Un mois plus tard, devant le fait accompli, cette docteure (PhD) en écologie forestière déclare: «Nous comprenons qu’il y a un grand besoin pour une école dans ce quartier et que plusieurs possibilités ont été étudiées. Toutefois, nous restons déçus, ayant rêvé d’une possibilité zéro perte nette en milieux naturels. À l’heure actuelle, il faut démontrer de la créativité pour aménager nos centres urbains et construire sur les surfaces déjà minéralisées autant que possible.» À cet égard, elle évoque la requalification de certaines zones du centre-ville dominées par une mer de cases de stationnement.
Les Amis du Trait-Carré
Administrateur du regroupement de citoyens habitant à proximité du boisé, le biologiste Alexandre Choquet parle d’un «triste dénouement pour tous ceux qui cherchent depuis plusieurs années à protéger ce boisé urbain».
«Où [l’école] aurait-elle été construite, si la Ville n’avait pas acquis à grands frais ce vaste terrain renaturalisé? Il s’agit pour nous d’une décision qui manque de vision et en contradiction avec la volonté exprimée par les quelques 900 personnes ayant répondu à notre sondage sur l’avenir du Trait-Carré en 2021 et qui demandaient clairement qu’aucun bâtiment civique ou communautaire de gros calibre n’y soit construit.»
Visiblement amer, l’environnementaliste poursuit: «Puisque l’emplacement du bâtiment ainsi que son emprise au sol ne sont toujours pas déterminés, nous demandons à ce que le choix de ces éléments soit inclus à la consultation publique à venir qui décidera de l’aménagement et de la mise en valeur du boisé du Trait-Carré, plutôt que de nous laisser travailler autour d’un fait accompli.»
Les Amis du Boisé du Souvenir
Tout aussi désabusée, la porte-parole des Amis du Boisé du Souvenir, Julie Vézina, fait valoir que son groupe entretient «la distincte impression que la protection de l’environnement est toujours primordiale et populaire… jusqu’à ce qu’elle dérange».
Ayant coordonné et produit le mémoire qui a mené à la conservation intégrale du boisé du Trait-Carré en 2018, ce regroupement citoyen aurait souhaité «une solution plus audacieuse». Mme Vézina ne manque pas de rappeler le rôle essentiel que joue cet espace vert de 12 hectares dans un «centre-ville densément peuplé» et «fortement minéralisé», rendant le secteur «beaucoup plus vulnérable aux changements climatiques actuels et, surtout, ceux à venir».
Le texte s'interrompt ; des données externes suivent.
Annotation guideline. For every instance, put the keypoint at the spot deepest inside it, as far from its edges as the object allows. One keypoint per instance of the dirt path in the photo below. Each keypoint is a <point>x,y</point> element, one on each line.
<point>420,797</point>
Dans un échange de courriels précédent, Mme Vézina plaidait l’importance de préserver l’intégralité de ce boisé dont elle vantait les bienfaits tant en matière de «santé mentale et de gestion du stress» que d’«absorption des eaux de ruissellement» et de lutte aux surverses et aux îlots de chaleur.
Autre réaction
Si l’avenir du boisé du Trait-Carré avait soulevé les passions à l’été 2018 alors que le sujet était sur toutes les lèvres et qu’il divisait les élus municipaux, la décision de sacrifier 15 % de cet espace vert serait passée complètement inaperçue n’eût été des interventions répétées de l’ex-conseiller Pierre Anthian aux assemblées du conseil.
Ce dernier, qui avait déposé une pétition de 4300 signatures pour la sauvegarde du boisé il y a 5 ans, revenait à la charge l’automne dernier, déposant successivement trois pétitions où «820 citoyens qui habitent autour du bois disent non à la construction d’une école», rappelle-t-il.
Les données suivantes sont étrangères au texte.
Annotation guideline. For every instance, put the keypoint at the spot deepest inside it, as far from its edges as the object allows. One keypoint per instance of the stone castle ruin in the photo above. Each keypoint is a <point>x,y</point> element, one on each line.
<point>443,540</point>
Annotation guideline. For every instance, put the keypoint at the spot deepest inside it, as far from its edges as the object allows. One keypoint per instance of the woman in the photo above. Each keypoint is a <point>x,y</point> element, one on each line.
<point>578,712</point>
«Comment la Ville concilie-t-elle cette absence d’écoute avec les dépenses folles engagées dans des consultations citoyennes, prétextant que l’avis de la population est primordial?» questionne-t-il. M. Anthian dénonce l’administration municipale qui «veut encore grignoter 15 % de ce dernier poumon vert du centre-ville», termine l’ancien élu en évoquant la récente construction d’un immeuble à condos de quatre étages aux limites sud-ouest du boisé du Trait-Carré.